Canarias activa un protocolo de seguridad vial ante la ola de calor extremo
Las autoridades sanitarias de Canarias han emitido un protocolo de seguridad vial ante la ola de calor extremo que afecta al archipiélago, instando a los conductores a extremar las precauciones y revisar sus vehículos para prevenir riesgos.
La actual ola de calor que azota al archipiélago canario, con registros térmicos que rozarán los 40 grados en Gran Canaria y los 37 en Tenerife este domingo, ha motivado que las autoridades sanitarias autonómicas emitan un protocolo de seguridad vial específico, tal y como recoge la información difundida por la Consejería de Sanidad. Este episodio meteorológico, que también impacta con máximas superiores a los 35 grados en el resto de las islas, no solo supone un desafío para la salud pública, sino que altera significativamente las condiciones de seguridad al volante.
El riesgo de siniestralidad aumenta durante estos días debido a la fatiga, la deshidratación y la merma en la capacidad de atención que el estrés térmico provoca en los conductores. Ante este escenario, el Ejecutivo regional subraya la necesidad de realizar una puesta a punto técnica del vehículo, prestando especial atención a los niveles de refrigeración, dado que el esfuerzo mecánico se intensifica bajo condiciones de calor extremo.

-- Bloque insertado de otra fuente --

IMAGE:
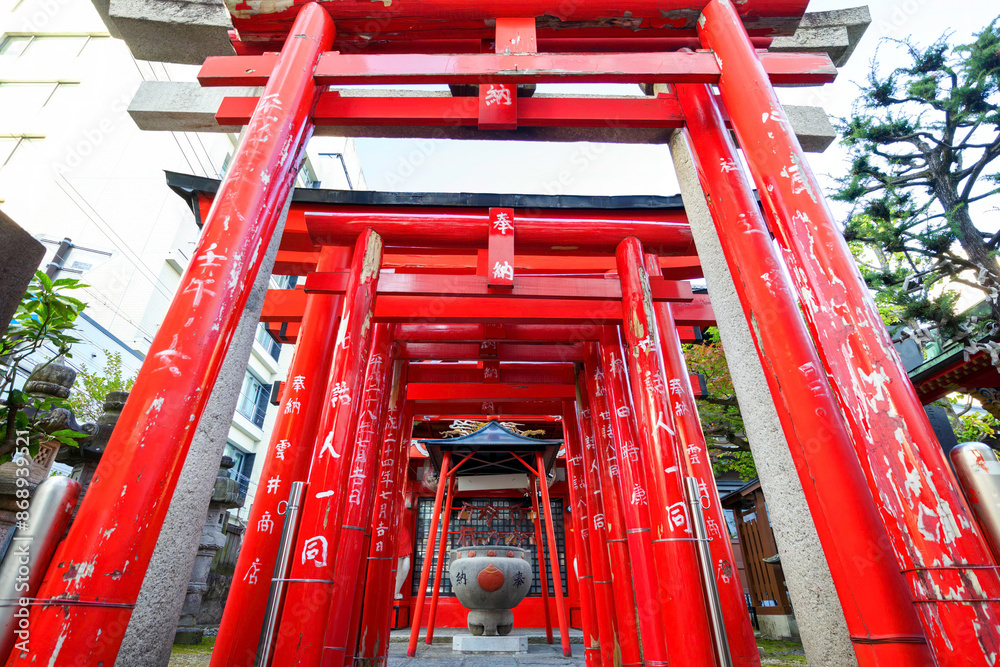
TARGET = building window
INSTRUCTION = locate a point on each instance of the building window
(502, 523)
(273, 347)
(243, 466)
(10, 146)
(253, 400)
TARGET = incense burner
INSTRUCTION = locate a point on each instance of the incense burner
(490, 581)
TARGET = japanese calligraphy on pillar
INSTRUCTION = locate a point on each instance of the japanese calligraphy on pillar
(500, 255)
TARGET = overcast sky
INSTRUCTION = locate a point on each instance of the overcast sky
(608, 169)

Más allá de la revisión mecánica, la prevención en el habitáculo resulta crítica. Es imperativo ventilar el vehículo antes de iniciar la marcha y emplear elementos de protección solar, como parasoles o fundas para el volante, para mitigar el efecto invernadero que eleva la temperatura interior muy por encima de la ambiental. Asimismo, se recomienda el uso de gafas de sol homologadas para contrarrestar el deslumbramiento, un factor que, sumado a la fatiga, puede resultar determinante en la pérdida de control del vehículo.
En cuanto a los hábitos del conductor, las autoridades insisten en la hidratación constante, incluso ante la ausencia de sed, y en evitar ingestas copiosas que favorezcan la somnolencia durante el trayecto. No obstante, la advertencia más severa se centra en la prohibición absoluta de dejar a menores o animales dentro del coche, ni siquiera por periodos breves. La física del habitáculo cerrado provoca un incremento térmico letal en cuestión de minutos, una situación que ni siquiera la apertura parcial de las ventanillas logra neutralizar. Con las alertas activadas por la Agencia Estatal de Meteorología (Aemet), la prudencia al volante se erige como un elemento esencial para minimizar los riesgos derivados de esta anomalía climática que afecta a todo el territorio insular.